Murder mystery set in France
Memoir set in BIRMINGHAM
6th July 2020
Broken Greek by Pete Paphides, memoir set in Birmingham 1970s/80s.
Chosen as BBC Radio 4 Book of the Week.
I listened to this on audiobook and it took me right back… to a childhood of pop music, Top of the Pops, Woolworths, Wimpy and being able to smoke on the top of metropolitan buses. All in the 1970s/80s.
Takis, who soon wanted to be called Peter, was the son of Greek / Greek Cypriot parents, who were, as it turns out, unhappily married. As a couple they ran various fish and chip shops around Birmingham and had to work hard to make a living. Little Peter went on holiday one Summer with his parents, to Greece and to Cyprus and he experienced carefree days with the extended family. When he came back, selective mutism descended and he only chose to speak to members of his close family. That lasted three years until – almost casually – his brother Aki intervenes and the author’s ability to speak and interact is restored. But this kind of behaviour is about keeping oneself emotionally safe and the mutism may have passed but other forms of ritual behaviour ensued.

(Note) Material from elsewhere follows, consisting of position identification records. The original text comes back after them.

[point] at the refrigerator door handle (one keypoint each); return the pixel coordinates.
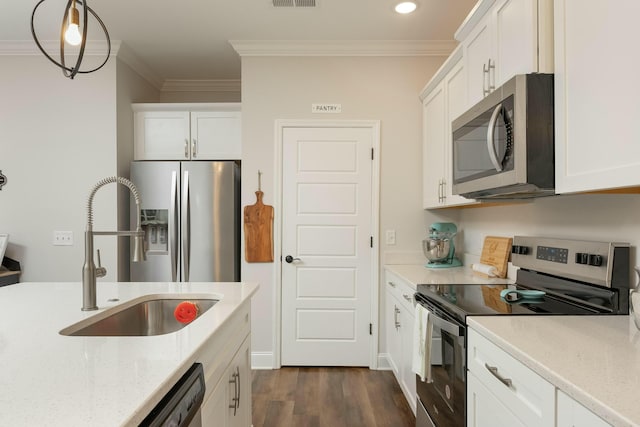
(185, 226)
(173, 227)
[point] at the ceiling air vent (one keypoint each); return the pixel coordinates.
(294, 3)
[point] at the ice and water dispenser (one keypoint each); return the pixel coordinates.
(155, 223)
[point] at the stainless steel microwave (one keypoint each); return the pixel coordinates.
(503, 147)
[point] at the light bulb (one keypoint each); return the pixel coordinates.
(405, 7)
(72, 34)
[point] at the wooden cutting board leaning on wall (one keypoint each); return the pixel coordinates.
(258, 231)
(495, 252)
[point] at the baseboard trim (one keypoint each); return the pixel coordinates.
(262, 360)
(383, 362)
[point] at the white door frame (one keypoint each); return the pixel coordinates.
(280, 125)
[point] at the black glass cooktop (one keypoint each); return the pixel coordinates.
(560, 297)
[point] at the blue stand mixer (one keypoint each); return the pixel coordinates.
(439, 248)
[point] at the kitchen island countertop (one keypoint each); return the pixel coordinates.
(593, 359)
(48, 379)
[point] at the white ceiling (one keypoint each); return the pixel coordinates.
(189, 39)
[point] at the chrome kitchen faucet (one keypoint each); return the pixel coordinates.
(89, 271)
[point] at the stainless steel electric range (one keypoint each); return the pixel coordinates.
(555, 277)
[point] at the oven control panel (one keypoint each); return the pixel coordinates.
(588, 261)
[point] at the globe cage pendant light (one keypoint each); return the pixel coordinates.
(71, 16)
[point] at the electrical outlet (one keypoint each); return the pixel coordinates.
(391, 237)
(63, 238)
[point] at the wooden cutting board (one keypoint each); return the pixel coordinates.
(495, 252)
(258, 231)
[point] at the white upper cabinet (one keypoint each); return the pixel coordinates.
(443, 99)
(502, 38)
(597, 90)
(433, 134)
(187, 131)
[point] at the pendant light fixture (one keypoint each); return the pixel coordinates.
(70, 33)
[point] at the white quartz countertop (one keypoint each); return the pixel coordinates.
(594, 359)
(47, 379)
(418, 274)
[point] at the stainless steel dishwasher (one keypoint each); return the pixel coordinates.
(180, 407)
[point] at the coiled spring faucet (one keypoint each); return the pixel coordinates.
(89, 271)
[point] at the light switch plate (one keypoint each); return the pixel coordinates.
(63, 238)
(391, 237)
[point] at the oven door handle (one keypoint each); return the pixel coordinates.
(445, 325)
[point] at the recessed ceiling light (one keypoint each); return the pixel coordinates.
(406, 7)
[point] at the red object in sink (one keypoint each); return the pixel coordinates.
(186, 312)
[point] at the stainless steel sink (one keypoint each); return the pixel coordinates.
(153, 315)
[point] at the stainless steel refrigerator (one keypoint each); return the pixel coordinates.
(191, 219)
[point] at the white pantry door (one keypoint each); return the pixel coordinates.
(327, 228)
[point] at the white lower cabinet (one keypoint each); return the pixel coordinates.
(501, 391)
(230, 401)
(399, 318)
(573, 414)
(227, 370)
(484, 408)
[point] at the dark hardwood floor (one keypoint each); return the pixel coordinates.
(328, 397)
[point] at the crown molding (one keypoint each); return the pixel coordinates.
(177, 85)
(343, 47)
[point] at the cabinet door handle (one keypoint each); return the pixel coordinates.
(239, 384)
(494, 372)
(235, 379)
(444, 190)
(485, 80)
(396, 311)
(492, 82)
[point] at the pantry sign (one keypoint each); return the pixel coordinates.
(326, 108)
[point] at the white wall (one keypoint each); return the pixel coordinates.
(57, 138)
(603, 217)
(130, 88)
(199, 96)
(368, 88)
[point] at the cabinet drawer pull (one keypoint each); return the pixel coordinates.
(235, 380)
(494, 372)
(396, 311)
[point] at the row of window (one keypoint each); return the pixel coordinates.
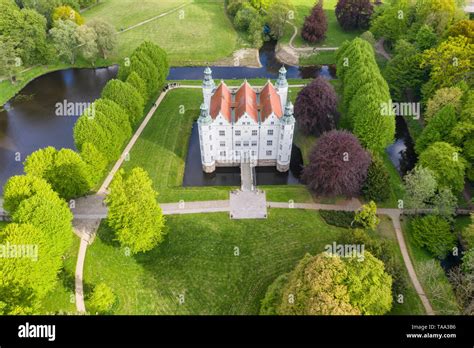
(238, 132)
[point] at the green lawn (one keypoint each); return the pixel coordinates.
(197, 34)
(335, 36)
(411, 303)
(162, 148)
(436, 285)
(197, 260)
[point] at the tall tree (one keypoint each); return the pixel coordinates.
(447, 164)
(64, 39)
(134, 213)
(354, 14)
(315, 25)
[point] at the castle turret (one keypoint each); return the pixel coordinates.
(282, 87)
(287, 124)
(205, 140)
(208, 87)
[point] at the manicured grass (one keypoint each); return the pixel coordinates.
(197, 34)
(335, 36)
(411, 303)
(162, 148)
(436, 286)
(197, 259)
(62, 298)
(8, 90)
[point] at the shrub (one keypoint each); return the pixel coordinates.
(315, 107)
(338, 165)
(446, 163)
(64, 170)
(102, 299)
(339, 218)
(127, 97)
(354, 14)
(433, 233)
(315, 25)
(134, 214)
(377, 183)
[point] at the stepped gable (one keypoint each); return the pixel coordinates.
(269, 102)
(246, 102)
(221, 102)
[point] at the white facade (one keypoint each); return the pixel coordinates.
(245, 124)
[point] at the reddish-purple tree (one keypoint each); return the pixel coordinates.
(338, 165)
(354, 14)
(315, 25)
(315, 107)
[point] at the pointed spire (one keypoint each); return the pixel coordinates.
(204, 117)
(288, 117)
(281, 82)
(208, 82)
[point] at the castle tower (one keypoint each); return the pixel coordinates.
(208, 87)
(205, 139)
(282, 87)
(287, 123)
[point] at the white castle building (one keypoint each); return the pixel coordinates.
(245, 124)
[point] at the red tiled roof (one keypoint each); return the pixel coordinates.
(269, 102)
(220, 102)
(246, 102)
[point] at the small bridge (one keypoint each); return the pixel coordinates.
(248, 202)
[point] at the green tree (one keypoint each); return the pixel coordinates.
(127, 97)
(106, 39)
(443, 97)
(21, 187)
(67, 13)
(377, 181)
(420, 186)
(439, 128)
(134, 213)
(87, 42)
(450, 62)
(446, 163)
(369, 286)
(403, 73)
(433, 233)
(367, 216)
(394, 22)
(10, 62)
(102, 299)
(64, 170)
(425, 38)
(96, 161)
(277, 15)
(140, 85)
(64, 39)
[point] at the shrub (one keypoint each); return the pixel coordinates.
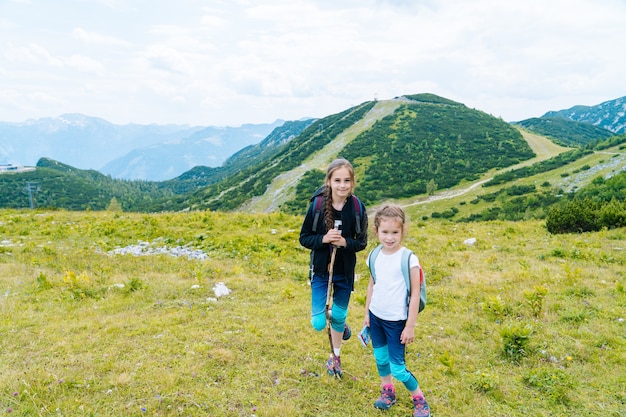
(515, 339)
(573, 216)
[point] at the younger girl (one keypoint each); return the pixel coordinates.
(391, 322)
(338, 228)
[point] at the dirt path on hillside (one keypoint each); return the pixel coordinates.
(543, 148)
(282, 188)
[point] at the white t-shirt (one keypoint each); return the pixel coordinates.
(389, 295)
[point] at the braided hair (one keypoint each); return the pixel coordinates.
(329, 219)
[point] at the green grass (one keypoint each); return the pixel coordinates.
(522, 323)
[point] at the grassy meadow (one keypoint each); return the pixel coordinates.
(519, 323)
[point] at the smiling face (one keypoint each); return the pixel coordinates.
(389, 233)
(341, 183)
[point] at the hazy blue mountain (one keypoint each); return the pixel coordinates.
(208, 147)
(149, 152)
(81, 141)
(610, 115)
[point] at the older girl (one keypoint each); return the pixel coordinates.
(339, 229)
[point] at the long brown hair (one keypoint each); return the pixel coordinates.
(329, 220)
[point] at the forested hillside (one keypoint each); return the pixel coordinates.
(403, 149)
(564, 131)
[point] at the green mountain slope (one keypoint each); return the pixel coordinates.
(565, 131)
(431, 154)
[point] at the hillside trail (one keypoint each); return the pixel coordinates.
(283, 187)
(543, 148)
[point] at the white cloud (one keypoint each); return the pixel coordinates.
(251, 61)
(92, 38)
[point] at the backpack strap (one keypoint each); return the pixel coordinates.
(357, 213)
(406, 273)
(371, 259)
(318, 200)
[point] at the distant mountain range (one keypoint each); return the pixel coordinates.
(147, 152)
(610, 115)
(401, 148)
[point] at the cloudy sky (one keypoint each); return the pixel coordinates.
(225, 63)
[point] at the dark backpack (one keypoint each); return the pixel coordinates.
(406, 272)
(318, 206)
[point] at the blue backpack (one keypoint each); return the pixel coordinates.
(406, 266)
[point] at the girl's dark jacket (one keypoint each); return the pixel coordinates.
(320, 252)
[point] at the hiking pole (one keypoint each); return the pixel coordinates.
(328, 298)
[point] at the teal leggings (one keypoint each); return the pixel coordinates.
(341, 298)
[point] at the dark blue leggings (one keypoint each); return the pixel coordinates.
(341, 298)
(389, 352)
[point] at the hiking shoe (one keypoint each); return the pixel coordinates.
(387, 398)
(347, 333)
(420, 406)
(334, 366)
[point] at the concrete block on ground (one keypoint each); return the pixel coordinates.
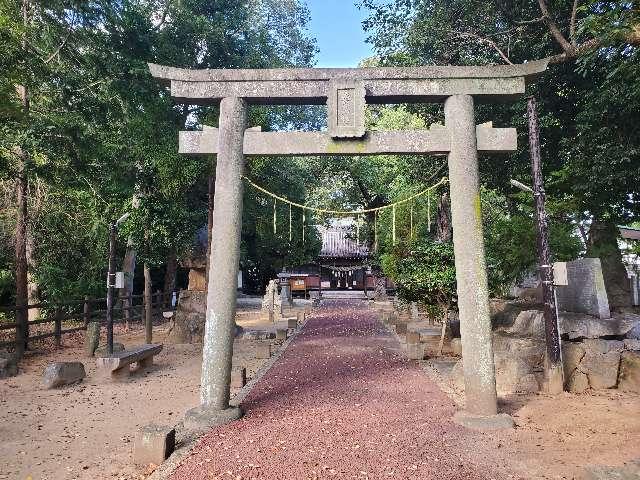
(153, 444)
(92, 338)
(238, 377)
(59, 374)
(401, 328)
(102, 351)
(8, 368)
(415, 351)
(413, 337)
(263, 350)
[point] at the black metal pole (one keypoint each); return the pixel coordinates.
(553, 370)
(110, 285)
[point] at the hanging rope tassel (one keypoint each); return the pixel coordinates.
(393, 223)
(411, 223)
(429, 211)
(275, 226)
(290, 233)
(375, 230)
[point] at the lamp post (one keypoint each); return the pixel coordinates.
(113, 230)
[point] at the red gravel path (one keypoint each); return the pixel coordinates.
(343, 402)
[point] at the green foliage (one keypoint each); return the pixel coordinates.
(424, 272)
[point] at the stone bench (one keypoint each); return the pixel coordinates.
(117, 364)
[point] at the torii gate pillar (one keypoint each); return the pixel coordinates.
(468, 244)
(224, 262)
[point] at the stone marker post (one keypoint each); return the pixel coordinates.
(223, 268)
(471, 274)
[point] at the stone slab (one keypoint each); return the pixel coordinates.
(478, 422)
(629, 380)
(203, 418)
(153, 444)
(412, 337)
(238, 377)
(382, 85)
(59, 374)
(263, 351)
(586, 291)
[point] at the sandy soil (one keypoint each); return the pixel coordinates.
(555, 437)
(86, 431)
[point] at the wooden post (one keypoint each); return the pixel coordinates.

From that point forward this is the story of the shy and prepubescent Peter cleaving his way through friendships and school, with a clear interest in the music scene of the era, an interest that gave him focus and meaning. If you grew up in the late 1970s, early 1980s you will be enchanted by the copious mentions of familiar titles and musicians! They are all there, from Abba to Dexys Midnight Runners, Brotherhood of Man to UB40 and The Police, and many, many more.
Pete’s anxiety was in part the worry that he was more in tune with English culture than with his familial traditions and somehow the disappointment shown by his parents would possibly have felt pretty intolerable. Fantasies about parental substitutes amongst the pop glitterati kept him anchored, but feeling guilty.
Wow, the era really does transport you. Dial-A-Disk, anyone remember that? You would dial a number (you had to dial 16!) and there would be an automatic play of a random disc from the Top 10. Repeat it and you might well get another randomised choice. Or not! You could easily hear the same tune twice if you were unlucky!
I found this memoir quite charming and poignant. I am glad to say that Pete went on to have a career as a music critic. If you are familiar with the music of that era, then this will be a trip back in time. Personally, I got to the point when Adam and the Ants appeared and it was then that my interest waned a little. This is a book, in its paperback form, of just short of 600 pages and so it is a lengthy tome stuffed with memorabilia from the 70s and 80s. Overall, a delight for those looking for a memoir of growing up at a time when the pop scene was so vibrant and eclectic. And how heart-rending is that cute little boy on the cover, looking so shyly yet keenly at the camera!